The pace is aggressive as the commission works its way up through the bureaucratic hierarchy, indicating the prevalence of the crime in the civil service, and as there are takers, there will be givers. Palms are being greased and the greasers, too, will be apprehended as the cases are made against the officers. Malaysia’s incidences of corruption are coming undone slowly, and in just a few years the cases are unravelling. Granted, there are many countries more blighted by corruption than Malaysia, but MACC’s current success rate — although, still in its early days — testifies to a substantial problem, not quite an epidemic, but a cancer it surely is. A drop in the country’s Corruption Perception Index ranking is another indication of the problem.

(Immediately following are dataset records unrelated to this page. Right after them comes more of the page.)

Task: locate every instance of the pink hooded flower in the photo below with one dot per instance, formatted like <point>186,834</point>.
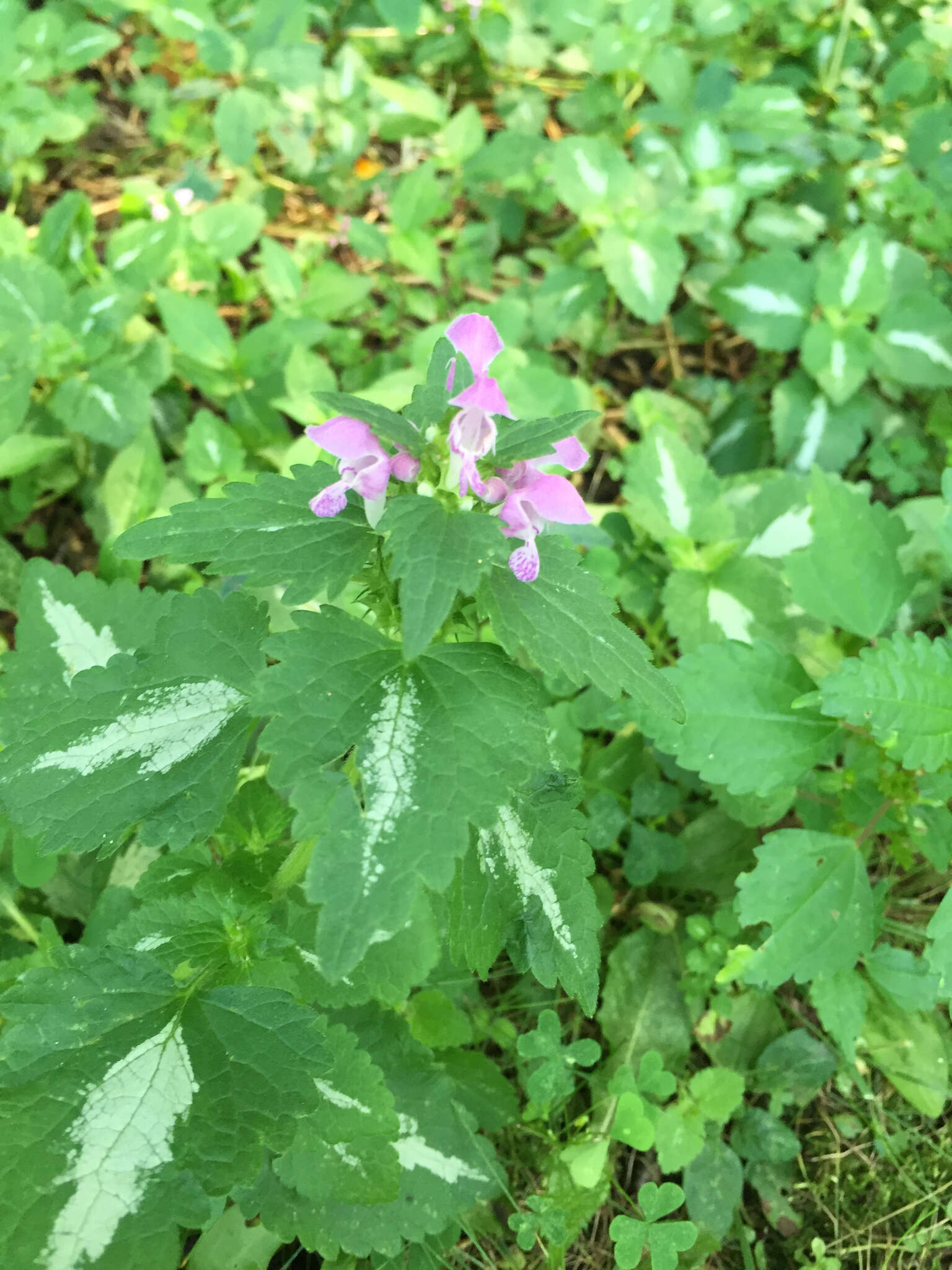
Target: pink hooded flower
<point>534,497</point>
<point>528,510</point>
<point>472,430</point>
<point>364,466</point>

What MACC is doing is in line with Prime Minister Datuk Seri Najib Razak’s vision for a corrupt-free country. It is under his administration that the fight against corruption is intensified. Under the Government Transformation Plan, the pledge by the government is to fight corruption and reduce crime. Hence, every citizen must be behind MACC by supporting its actions, and wherever possible, helping with its investigations. For instance, a report that suggests some 80 per cent of the Immigration officers at the Malaysia-Thailand border are corrupt is intolerable. How many more are there of such government offices riddled with dishonest officers?

For the average Malaysian, the very thought is petrifying. The spread of the disease must be stopped and then eradicated. Whistleblowers must come forward to facilitate investigations. Holding one’s peace under the circumstance is nothing short of collusion. As investigations intensify, it can only get more dangerous for the MACC investigators and whistleblowers. MACC is independent, but it needs the backing and support of the public, police and country’s leadership. It must be allowed to function without interference and free of threats.